Impact, son nouvel uppercut s’est déjà écoulé à cent vingt mille exemplaires : un éco-activiste, ex-policier, y kidnappe le patron de Total. Dans le petit appartement avec terrasse, béton du sol au plafond, têtes de morts et effigies de Batman tracent les contours d’une existence placée sous le signe du brutalisme – on ne parle pas d’architecture.
Écrivain, encore en service
Au centre, alpha et oméga de cette tanière cryptique, une table au plateau de bois massif, le bureau. Olivier Norek a écrit Code 93 alors qu’il était encore en service, en 2013. « Pendant plus de six mois, j’ai dormi quatre heures par nuit. J’écrivais de 22 heures à 4 heures du matin et j’allais bosser à 9 heures. »
Après Territoires, l’équipe de la série Engrenage l’a appelé. « Ça te dirait d’écrire avec nous ? » Il n’a jamais touché un scénario. « Pendant des nuits entières, j’en ai lu des dizaines, pour comprendre comment c’était foutu. » Sur le bureau, à côté du script, des bouts de papier griffonnés au feutre rose, écriture au cordeau, cursives sans défaut – la mère d’Olivier Norek est directrice d’école.
Il se lève pour tirer une porte coulissante. Un tableau blanc de deux mètres sur deux. Son murder board – tableau criminel, où s’affichent les scènes de crimes et les personnages qu’il est en train d’inventer.
Biberonné au danger
A-t-on peur la nuit quand on est flic ? « Oh oui ! Plus que les autres. Car le quotidien d’un policier, c’est se confronter à ce que l’humain recèle de pire en lui. Pour les prédateurs, la nuit est un terrain de chasse favorable. » La formule « Minuit, l’heure du crime » prend l’épaisseur du réel.
Biberonné au danger, l’écrivain en a assez vu, et « jamais du beau », pour que les scènes les plus trash de ses polars puent le vrai. « Sur des opérations complexes, on rentrait parfois du service en se disant : cette fois, on aurait vraiment pu y rester. »
Pour Entre deux mondes, son polar sur les migrants, l’auteur s’est immergé trois semaines dans la jungle de Calais. « La première nuit, vous êtes dans le noir, sous votre tente, parmi les autres tentes. Il y a des cris, ‘À l’aide !’, ça gueule dans tous les dialectes. Réaction immédiate : intervenir. Très mauvaise idée ! Le garde du camp m’a renvoyé direct sous ma tente : ‘Ici, la nuit, tu ne bouges pas.’ C’est très dur à vivre pour un type comme moi. »
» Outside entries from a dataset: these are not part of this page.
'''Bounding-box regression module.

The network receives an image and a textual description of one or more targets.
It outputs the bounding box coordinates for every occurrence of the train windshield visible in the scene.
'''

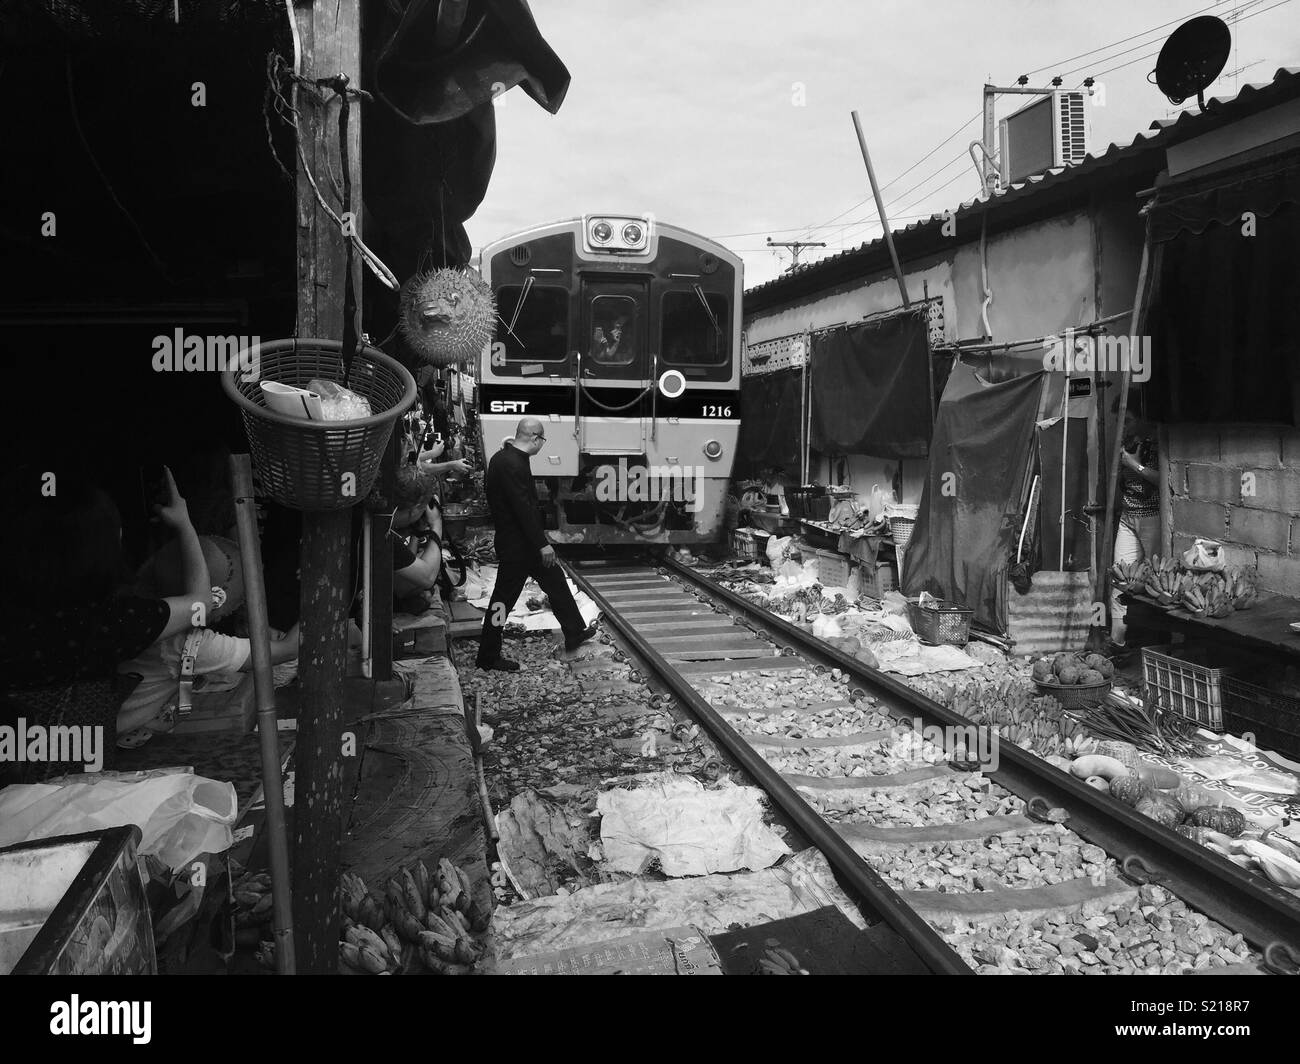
[661,289,728,366]
[497,284,569,362]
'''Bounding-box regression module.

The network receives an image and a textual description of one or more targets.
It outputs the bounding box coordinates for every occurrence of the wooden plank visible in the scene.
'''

Une confiance aux autres très relative
En inquiet de compétition, la sérénité nocturne ne lui est pas une évidence. Enfant, la peur de la mort lui est tombée dessus, accompagnée de crises de panique. Prier le soir a longtemps été un moyen de s’endormir. En 5e, ses parents l’ont collé en pension chez les jésuites : « Une éducation à l’ancienne, avec sévices corporels et chambrées de cent vingt lits. »
Sur le qui-vive, il parle en continu, sans virgules, digresse, tout en lui est à l’affût, le corps, les yeux, l’esprit.
Quand je rencontre quelqu’un, je me demande de quelle manière il va me décevoir ou me nuire.
Auteur et flic, le langage est son arme, un gilet pare-balles, à l’image de celui posé sur le dossier de sa chaise. « J’ai en l’autre une confiance toute relative. Quand je rencontre quelqu’un, je me demande de quelle manière il va me décevoir ou me nuire : ‘C’est quoi ta part d’ombre ?' » Un réflexe de policier : « Me dis-tu la vérité ? » Un réflexe d’anxieux.
Casanier, il ne voit ses amis et sa famille qu’à petite dose. Sa solitude, il l’a choisie et la chérit. « Côté émotions, je suis extrême. Totalement dévoué à l’autre pendant deux ou trois semaines, puis j’étouffe et plus rien. »
Une empathie XXL difficile à domestiquer
Comme le capitaine Coste, le couple n’est pas sa came : « Entre bien bouffer et faire l’amour, je choisis la bouffe. Entre faire la cuisine et l’amour, je choisis l’amour, mais entre embrasser et faire l’amour, je préfère embrasser. Parce que c’est vrai, c’est bouleversant ». Résultat, quand une nouvelle rencontre se présente, il freine par précaution.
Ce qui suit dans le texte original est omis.